The veteran applauded President Trump’s “straightforward efforts to bring lasting peace” but said he was at the same time cautious about what price must be paid. “The position of Kim Jong Un is, for me, almost unbelievable,” he added, noting that he could not recall any major commitment made by the North Korean government that’s ever been met.

Bringing the troops back home

U.S. forces in South Korea are now preparing for the North to hand over the remains of an unknown number of U.S. and allied forces missing since the war. Of the 7,747 Americans that are still classified as missing in action (MIA), about 5,300 of those were lost in North Korea.

This breakthrough, agreed during the Singapore summit, carries tremendous weight and emotional importance for both the surviving Korean War veterans and the families of those who were lost.
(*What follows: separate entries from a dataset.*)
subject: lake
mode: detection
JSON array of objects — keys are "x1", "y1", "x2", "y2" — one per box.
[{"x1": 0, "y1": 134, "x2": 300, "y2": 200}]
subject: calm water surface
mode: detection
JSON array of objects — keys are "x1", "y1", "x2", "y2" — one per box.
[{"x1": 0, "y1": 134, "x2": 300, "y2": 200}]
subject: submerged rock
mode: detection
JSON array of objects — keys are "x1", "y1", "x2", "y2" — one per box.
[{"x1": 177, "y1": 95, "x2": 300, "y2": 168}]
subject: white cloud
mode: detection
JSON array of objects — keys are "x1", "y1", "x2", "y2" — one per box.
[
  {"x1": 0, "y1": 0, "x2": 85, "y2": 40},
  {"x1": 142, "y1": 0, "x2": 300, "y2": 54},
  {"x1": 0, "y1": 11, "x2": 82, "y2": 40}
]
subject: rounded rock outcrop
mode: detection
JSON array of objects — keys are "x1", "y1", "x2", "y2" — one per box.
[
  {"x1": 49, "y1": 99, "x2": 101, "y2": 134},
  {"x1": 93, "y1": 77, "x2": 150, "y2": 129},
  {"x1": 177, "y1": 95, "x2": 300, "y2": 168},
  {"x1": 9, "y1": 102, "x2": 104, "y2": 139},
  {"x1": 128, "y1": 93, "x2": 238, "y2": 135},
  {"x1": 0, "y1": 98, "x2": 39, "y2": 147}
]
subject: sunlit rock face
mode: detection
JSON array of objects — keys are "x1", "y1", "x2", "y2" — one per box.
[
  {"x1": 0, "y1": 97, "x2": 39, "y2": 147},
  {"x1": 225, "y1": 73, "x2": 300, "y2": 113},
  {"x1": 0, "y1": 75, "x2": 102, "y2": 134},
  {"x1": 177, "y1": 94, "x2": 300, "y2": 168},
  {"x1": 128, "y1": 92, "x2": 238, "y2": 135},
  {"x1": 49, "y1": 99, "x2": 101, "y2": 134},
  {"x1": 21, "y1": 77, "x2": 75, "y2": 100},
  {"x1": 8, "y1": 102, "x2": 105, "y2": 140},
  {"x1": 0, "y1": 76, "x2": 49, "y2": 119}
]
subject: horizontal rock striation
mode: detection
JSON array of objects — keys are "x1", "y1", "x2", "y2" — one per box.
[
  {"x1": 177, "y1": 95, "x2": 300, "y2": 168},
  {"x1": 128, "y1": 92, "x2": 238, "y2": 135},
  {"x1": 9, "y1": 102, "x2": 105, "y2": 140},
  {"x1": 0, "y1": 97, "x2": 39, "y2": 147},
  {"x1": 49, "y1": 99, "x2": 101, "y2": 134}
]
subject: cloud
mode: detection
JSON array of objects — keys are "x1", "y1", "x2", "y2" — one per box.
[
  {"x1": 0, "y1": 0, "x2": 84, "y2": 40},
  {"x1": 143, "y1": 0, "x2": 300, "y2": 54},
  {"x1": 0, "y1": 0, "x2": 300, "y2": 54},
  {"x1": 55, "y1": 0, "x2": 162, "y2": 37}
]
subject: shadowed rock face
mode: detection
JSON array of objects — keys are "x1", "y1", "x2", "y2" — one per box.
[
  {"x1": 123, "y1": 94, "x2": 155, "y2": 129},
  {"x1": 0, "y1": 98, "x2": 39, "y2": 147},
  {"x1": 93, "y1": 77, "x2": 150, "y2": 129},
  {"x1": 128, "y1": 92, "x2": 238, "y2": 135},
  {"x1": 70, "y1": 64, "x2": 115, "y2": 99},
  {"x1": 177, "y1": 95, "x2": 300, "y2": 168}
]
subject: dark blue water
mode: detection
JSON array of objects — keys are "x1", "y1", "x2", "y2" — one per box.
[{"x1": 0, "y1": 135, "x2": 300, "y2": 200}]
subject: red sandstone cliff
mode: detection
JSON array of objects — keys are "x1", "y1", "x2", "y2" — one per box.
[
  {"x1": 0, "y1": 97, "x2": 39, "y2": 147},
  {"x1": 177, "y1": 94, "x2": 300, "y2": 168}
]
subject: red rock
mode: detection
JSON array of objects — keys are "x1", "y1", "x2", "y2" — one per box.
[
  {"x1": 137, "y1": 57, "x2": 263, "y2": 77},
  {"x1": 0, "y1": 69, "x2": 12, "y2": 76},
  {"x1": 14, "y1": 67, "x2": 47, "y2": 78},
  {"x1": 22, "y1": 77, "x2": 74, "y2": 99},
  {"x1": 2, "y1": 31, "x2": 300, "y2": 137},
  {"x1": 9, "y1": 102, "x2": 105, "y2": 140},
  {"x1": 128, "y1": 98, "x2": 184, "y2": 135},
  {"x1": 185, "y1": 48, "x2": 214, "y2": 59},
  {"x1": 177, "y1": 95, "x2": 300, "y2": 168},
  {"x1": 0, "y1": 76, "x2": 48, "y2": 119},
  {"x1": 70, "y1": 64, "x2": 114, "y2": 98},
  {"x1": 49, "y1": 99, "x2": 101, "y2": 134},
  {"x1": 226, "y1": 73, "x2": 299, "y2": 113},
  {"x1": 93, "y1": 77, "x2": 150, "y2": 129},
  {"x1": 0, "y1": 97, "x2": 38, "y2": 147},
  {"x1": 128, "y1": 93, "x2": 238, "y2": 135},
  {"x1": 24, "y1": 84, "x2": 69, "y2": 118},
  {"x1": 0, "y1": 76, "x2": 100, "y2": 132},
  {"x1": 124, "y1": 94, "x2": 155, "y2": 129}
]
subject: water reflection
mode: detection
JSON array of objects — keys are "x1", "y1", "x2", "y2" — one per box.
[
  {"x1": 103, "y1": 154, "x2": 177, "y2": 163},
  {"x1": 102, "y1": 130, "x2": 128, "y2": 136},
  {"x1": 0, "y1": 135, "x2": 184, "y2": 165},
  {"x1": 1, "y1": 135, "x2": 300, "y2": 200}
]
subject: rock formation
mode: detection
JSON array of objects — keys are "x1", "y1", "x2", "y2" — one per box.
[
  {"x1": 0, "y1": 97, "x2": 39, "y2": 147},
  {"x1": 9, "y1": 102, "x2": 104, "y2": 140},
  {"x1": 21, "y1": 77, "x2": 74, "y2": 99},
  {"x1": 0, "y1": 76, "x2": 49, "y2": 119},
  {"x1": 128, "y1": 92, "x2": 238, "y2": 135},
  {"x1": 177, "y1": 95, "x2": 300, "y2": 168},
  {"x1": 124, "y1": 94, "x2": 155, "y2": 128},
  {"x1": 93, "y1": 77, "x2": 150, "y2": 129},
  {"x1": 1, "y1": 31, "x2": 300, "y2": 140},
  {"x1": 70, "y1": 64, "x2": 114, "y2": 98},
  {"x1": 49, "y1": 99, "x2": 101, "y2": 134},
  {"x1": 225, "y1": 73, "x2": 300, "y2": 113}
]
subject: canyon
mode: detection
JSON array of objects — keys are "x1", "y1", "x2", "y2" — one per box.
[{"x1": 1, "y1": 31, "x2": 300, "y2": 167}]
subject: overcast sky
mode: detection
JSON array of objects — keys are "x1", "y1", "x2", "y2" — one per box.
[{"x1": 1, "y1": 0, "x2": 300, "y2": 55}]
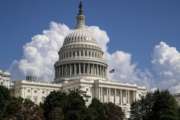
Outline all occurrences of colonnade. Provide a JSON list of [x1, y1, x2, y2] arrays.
[[97, 87, 136, 105], [55, 63, 106, 78], [60, 49, 103, 59]]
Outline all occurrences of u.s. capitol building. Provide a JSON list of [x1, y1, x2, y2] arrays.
[[1, 1, 146, 119]]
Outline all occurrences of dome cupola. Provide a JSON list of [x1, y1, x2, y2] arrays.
[[54, 1, 107, 83]]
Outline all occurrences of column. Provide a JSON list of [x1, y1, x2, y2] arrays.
[[80, 63, 81, 74], [65, 65, 67, 76], [128, 90, 130, 104], [95, 64, 97, 75], [104, 67, 106, 77], [100, 87, 103, 102], [89, 64, 92, 75], [66, 64, 68, 76], [126, 90, 128, 104], [94, 64, 95, 75], [134, 91, 136, 102], [62, 65, 64, 77], [58, 67, 60, 77], [114, 89, 116, 104], [102, 67, 104, 77], [120, 90, 122, 105], [95, 65, 97, 75], [60, 66, 62, 76], [87, 63, 89, 74], [74, 64, 76, 75], [83, 63, 85, 74], [98, 65, 100, 76], [57, 67, 59, 78], [108, 88, 110, 102], [55, 67, 57, 78], [70, 64, 72, 76], [92, 64, 94, 75], [106, 88, 108, 102]]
Larry Kinard, a former KWVA president who was a first lieutenant with the 3rd Infantry Division in Korea in 1952 as a forward observer, made several trips to South Korea in recent years and worked with families whose relatives had been killed in action (KIA) or MIA during the war.

“Frankly, I had given up hope of ever being able to get back in North Korea to search for the estimated 5,300 whose remains are still there,” said Kinard, now 89 and living in Fort Worth, Texas.

“What is happening now gives some hope that we may be able to recover those who had to be left behind.”